I am certainly never if ever compared to Norm Abrams of “This Old House” fame. We have diametrically opposite techniques of construction.
Example:
Pronto Jr. lives right over there behind my bedroom door. (What? Your vacuum doesn’t have a name?) But space is at such a premium, that I decided to make a charging station for electronics for the same space.
I do these quick (kinda) crude (definitely) projects pretty often.
These projects always go pretty much like this:
* They use unstained unsealed wood for the bulk.
* They have never taken less than two trips to the hardware store.
* They offer an excuse to buy a new small tool.
* They take longer than I think.
* I take inappropriate pride in them.
But, just like Norm, this time I documented the process.

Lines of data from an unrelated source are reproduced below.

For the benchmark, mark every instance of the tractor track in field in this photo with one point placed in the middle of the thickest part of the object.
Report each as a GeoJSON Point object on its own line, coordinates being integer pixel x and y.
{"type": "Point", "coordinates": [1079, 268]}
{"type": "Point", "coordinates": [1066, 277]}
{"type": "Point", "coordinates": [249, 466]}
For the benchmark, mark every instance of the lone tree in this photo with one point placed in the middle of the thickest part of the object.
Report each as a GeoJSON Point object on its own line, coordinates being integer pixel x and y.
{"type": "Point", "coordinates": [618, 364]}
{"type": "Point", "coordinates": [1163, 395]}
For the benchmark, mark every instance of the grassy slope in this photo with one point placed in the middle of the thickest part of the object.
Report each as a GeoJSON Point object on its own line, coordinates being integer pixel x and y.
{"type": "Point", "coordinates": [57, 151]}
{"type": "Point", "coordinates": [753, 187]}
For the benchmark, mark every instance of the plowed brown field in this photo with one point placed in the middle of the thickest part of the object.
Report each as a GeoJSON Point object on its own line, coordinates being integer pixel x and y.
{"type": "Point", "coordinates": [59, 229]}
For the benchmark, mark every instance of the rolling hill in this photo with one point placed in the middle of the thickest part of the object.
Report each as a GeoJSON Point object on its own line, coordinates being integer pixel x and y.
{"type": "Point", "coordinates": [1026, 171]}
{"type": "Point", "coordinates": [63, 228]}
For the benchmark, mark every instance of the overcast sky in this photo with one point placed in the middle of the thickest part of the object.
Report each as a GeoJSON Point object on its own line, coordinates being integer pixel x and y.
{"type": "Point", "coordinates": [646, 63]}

There is a small void in the world today that was Red Eye.
I miss him.
I was driving around thinking (like many people must do (for what other reason for the sign could there be?)) about how hard I should try to not hit a road worker, when, thank goodness, I saw this sign!
I just had NOT REALIZED that there are SERIOUS consequences. From now on I will double my efforts to not hit them!
I don’t have an iPod. I don’t have a music collection.
But lately I’ve been watching and listening (sometimes just listening) to YouTube videos. To simplify my life, I created a little YouTube jukebox that I (just now) named…
SmileyTube®©™©©™®®®©™ ∞ !!!!!
(Runner up name was MeTube.)
You can visit SmileyTube and listen/watch at www.oberschelp.net/smileytube.html.
YouTube has started restricting access to some of the most popular videos by this method, so some videos may not play. (I have had to take out about half my “collection” so far.)
If you have a video you would like me to add, send me the YouTube web address!
(ex)
http://www.youtube.com/watch?v=7sei-eEjy4g
or just
7sei-eEjy4g
I ordered some more memory for my computer, and as FedEx moved it around, they kindly supplied stop by stop information.
The final report was…
.
.
Hmmm. That looks odd. So I mapped it out.
.
.
Pretty silly. Of course I had to pay California sales tax.
Which got me thinking…
I’ve purposely bought stuff from out-of-state companies in the past to avoid sales tax. How ecologically rude is that? I think we need a national sales tax, to discourage me from wasting time, fuel, and resources. (And, ewww, I’d like to decide how to spend that windfall!)
Maybe we need to tax globally so that we buy locally.
Imagine our government encouraging us to do the right thing.
Life imitating art (as it does), I bought our rats an ant farm, so now I have a petpet just like Neopets do. (And, what the heck, I threw in a petplant.)
I don’t like movie credits. When I don’t want to see them, I still have to see them. When I want to see something in them, I usually can’t, because I don’t know when the small blurry bit of text I want to see will sail up the screen. So, hey you film producers/actors unions. Its the 21st century. How about moving the information to a web site that I can search and taking the credits out of the movies? How about giving your customers back some serious time.
Here’s the math:
Given:
An average US citizen (person) goes to the cinema 5 times per year and watches 50 DVDs a year. (I found this statistic somewhere on the web. Email me if i am wrong.)
The current US average life expectancy is 78 years.
Assume:
30 seconds viewing credits / movie
So:
55 movies / person / year
55 credits / person / year
55*30 seconds viewing credits / person / year
300 million persons / US
(55*30*300 million) seconds viewing credits / US / year
(55*30*300 million / 60) minutes viewing credits / US / year
(55*30*300 million / 60 / 60) hours viewing credits / US / year
(55*30*300 million / 60 / 60 / 24) days viewing credits / US / year
(55*30*300 million / 60 / 60 / 24 / 365) years viewing credits / US / year
15696 years viewing credits / US / year
(15696 / 78) lives viewing credits / US / year
201 lives viewing credits / US / year
ummmm… that’s all. Happy Pi Day! W00t! Yahoowee!
urrrr… really, thats all. Unless u want to go to here.
But don’t. Just have a great Pi Day!
For me, there are two classes of commercials on the radio. 99.3% of them are annoying, and if i notice them, i will change the station. The other 0.7% of them are not annoying; they are life threatening, because if i were unable to change the channel, i just might have to kill myself to stop the pain of listening to them. Three companies come to mind.
Men’s Wearhouse (“You’re gunna love the way you look.”)
Sleep Train (“toot toot”)
The Shane Company (“Now you have a friend in the diamond business.”)
Am i the only one that has a visceral reaction to some commercials?